そんなの、理由をちゃんと言えば上靴を忘れたなんて思われないよ。思ったけれど口には出さず、彼の長い長いまつげの先端を眺めて黙った。ポーちゃんが気にかけてくれた発言はできるだけ否定したくないのだ。彼はとても優しい子だ。それがみんなに伝わらないのが悔しくて、時々泣きたくなることがある。
ショップバッグに入れた体育館用の靴を取り出し、ポーちゃんの足下に置いた。みんなはキティやハートを書いて可愛くデコレーションしているけれど、私のものは買ったときのままの白さを保っている。リヒテンちゃんもセーちゃんもかわいくカスタムしているのに、部活の関係で風紀を乱す行動は我慢しなければならないのだ。

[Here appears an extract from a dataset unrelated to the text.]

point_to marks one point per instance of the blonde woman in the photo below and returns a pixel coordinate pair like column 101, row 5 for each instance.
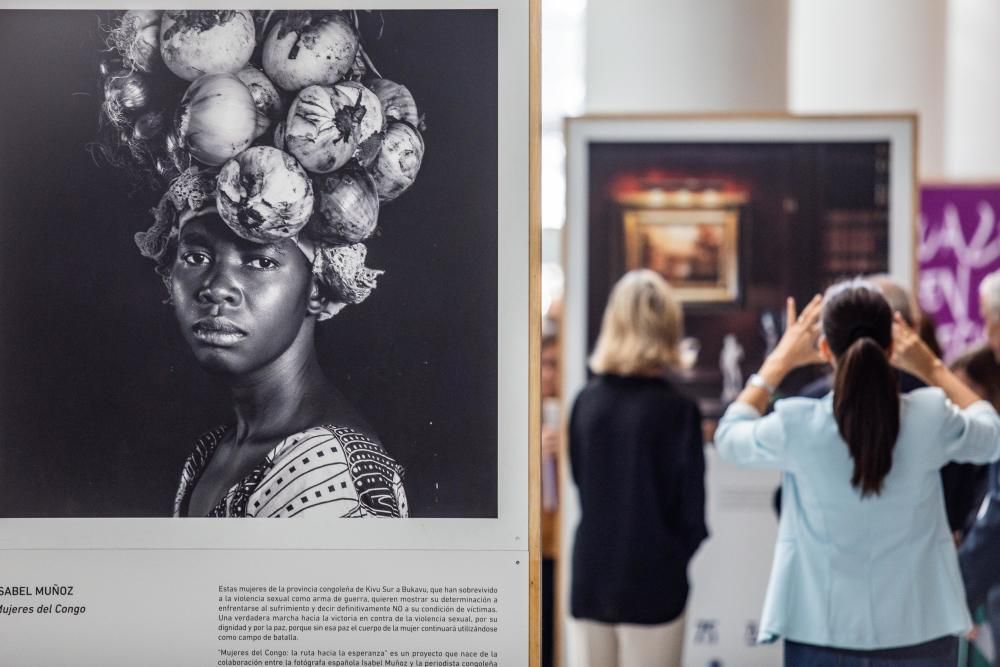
column 636, row 454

「私の体育館シューズでよければ貸すわ。今日は別のクラスの子に借りるから、返すのは明日でいいよ。」

「……ありがとう。」

くにゃり。彼の女の子みたいな顔が困ったような申し訳ないような泣きそうな風に歪む。そんな顔をしないでほしい。私までなんだか泣きそうになってしまう。
彼はロッカーに手を着きながら靴を足に入れるけれど、なかなかうまく入らない。そこでやっと、自分と彼の足のサイズの違いを思い出した。ポーちゃんがあんまりにも華奢な体つきをしているから、私は時々今のように彼が男の子だという重要なことを忘れてしまうことがある。

「ポーちゃん、遠慮せずに踵踏んでいいからね。」

「ん、いけそ。よし、入った。」

そう言うけれど、彼の足がなんとか入った私の白い運動靴はぎゅうぎゅうに膨れ上がっていて、見るからに無理をして履いているのがわかった。脱がすのも一苦労しそうなほど、おしゃれなポーちゃんの靴下が一層彼の足を苦しくしている。
ふいにくすくす言う女の子の声が背後から聞こえた気がしてはっと振り返る。数人の女子生徒がかしましく笑い合いながら廊下を駆けていった。そわりと何かに触れられた背中に、始業を知らせるチャイムが落下する。聞き慣れた大きな鐘の音になぜだかびくりと肩が震えた。冷たいものに肩を叩かれたような、そんな違和感。
怖くなって一歩ポーちゃんとの距離を詰めた。なんだか嫌な胸騒ぎがする。よくわからないけれど、わからないから怖いんだけど。

「エリザベータ遅刻するし。早く行きぃよ。」

「ポーちゃん足痛そうよ。スリッパ借りに行きましょうよ。」

「いらんし。遅刻するから行きって。」

「でも、すごく辛そうだわ。大丈夫、先生に理由を言ったら怒られないしスリッパも貸してくれるよ。」

お姉さんぶって優しく諭すように言う。しかしポーちゃんはなにも聞こえなかったみたいにただ空っぽの靴箱へ睫毛を伏せて出しかけた言葉を飲み込んでしまう。黙り込む場面ではないだろうに、どうして。考えると、無言の空気がぐわんぐわんと揺れて、私の肩はまた冷たいものに叩かれる。

「(ああそうか。)」

言えなかったんだ。きっと前にもこんなことがあったのだ。人見知りする彼はきっと、靴を隠されたことを教師に言えなかったのだ。そうして彼を忘れ物の常習犯と決めつけた教師にお小言をくらったに違いない。回答がひらめくと、くだくだ言う教師の前に立つ緑のスリッパを履いたポーちゃんが頭に浮かんだ。しっとりした長いまつげを伏せて、世界中の凶悪な思念から耐えるように両手を強く握りしめている。胃が熱くなってくちびるを噛んだ。ひどい。なんてひどい。強くそう思った。
みんな彼をわかっていない。先生も彼をいじめる女の子も彼の親友の少年も、みんなみんな彼をわかっていなさすぎる。
ピンクの靴のなにが悪い。彼の優しさも感受性の強さも案外寂しがり屋な性格もなんにも知らないで、どうしてポーちゃんに意地悪するんだ。男の子がピンクを好んでなにが悪い。人見知りで自分の言葉を飲み込んでしまって、なにが悪いんだ。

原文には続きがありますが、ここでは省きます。